The Brazilian team may be favored to win the World Cup, but analysts don't believe playing host to the tournament will boost the country's economy or its shares.
"The World Cup is not going to make it for Brazil, as has not been the case for South Africa or others before," Alicia Garcia-Herrero, chief economist at BBVA, told CNBC. "We've learned from experience that the boost from World Cups and Olympic games is relatively limited."
She expects the boost to Brazil's gross domestic product (GDP) this year will add up to less than half a percentage point, leading to a total economic growth forecast of 1.5 percent.
To be sure, she expects playing host will boost the tourism sector. "But tourism is a small share of GDP in Brazil, unfortunately."
She also expects a boost in consumption if Brazil wins the World Cup.
"But if it doesn't, we might even see a worsening of the current situation," she said, noting that declining consumption is behind the country's very poor economic data over the past year or so.
Garcia-Herrero isn't alone in doubting the World Cup will be a win for Brazil's economy or its stock market.
"Unfortunately, it brings with it higher inflation, higher labor costs and all kinds of other things, which is exactly what Brazil didn't need at this point," David Riedel, president of Riedel Research Group, told CNBC.
He believes the country's investment outlook isn't terribly bright and prefers to invest in other emerging markets.
"I wouldn't be jumping in with both feet at this time," he said. "There are individual stocks that we like, but we wouldn't be buying the index."
The has recovered around 7 percent so far this year, after falling over 15 percent last year.

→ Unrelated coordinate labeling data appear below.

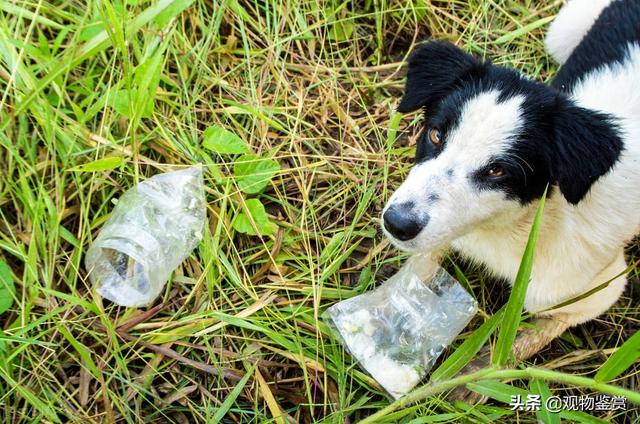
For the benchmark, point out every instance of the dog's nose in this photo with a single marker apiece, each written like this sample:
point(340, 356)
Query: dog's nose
point(401, 222)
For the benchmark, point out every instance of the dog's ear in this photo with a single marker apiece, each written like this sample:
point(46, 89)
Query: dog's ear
point(435, 68)
point(585, 146)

In a note Wednesday, Societe Generale said Brazil's market is expensive, offering a risk premium of only 0.7 percent, below its average of 2.3 percent.
While the country offers positives from a 200 million population, ample farmland and water as well as self-sufficiently on food and fuel, "investors don't like the government intervention into business," Riedel said. "They don't like the history of hyperinflation and what they really don't like is the expectation that the economy is going to grow 1.7 percent this year and 2 percent next year."
"We like some of the retailers," he added. "There are still a lot of change happening in the mass market in terms of access to formal retail and certain products."
But on Brazil's upside, it's widely expected to win its own World Cup.
"All roads seem to lead to Brazil winning the World Cup. Home advantage, past record, and form are but a few of the tailwinds," Deutsche Bank said in a note Monday. "Naturally, market odds and our own quantitative models come to the same conclusions."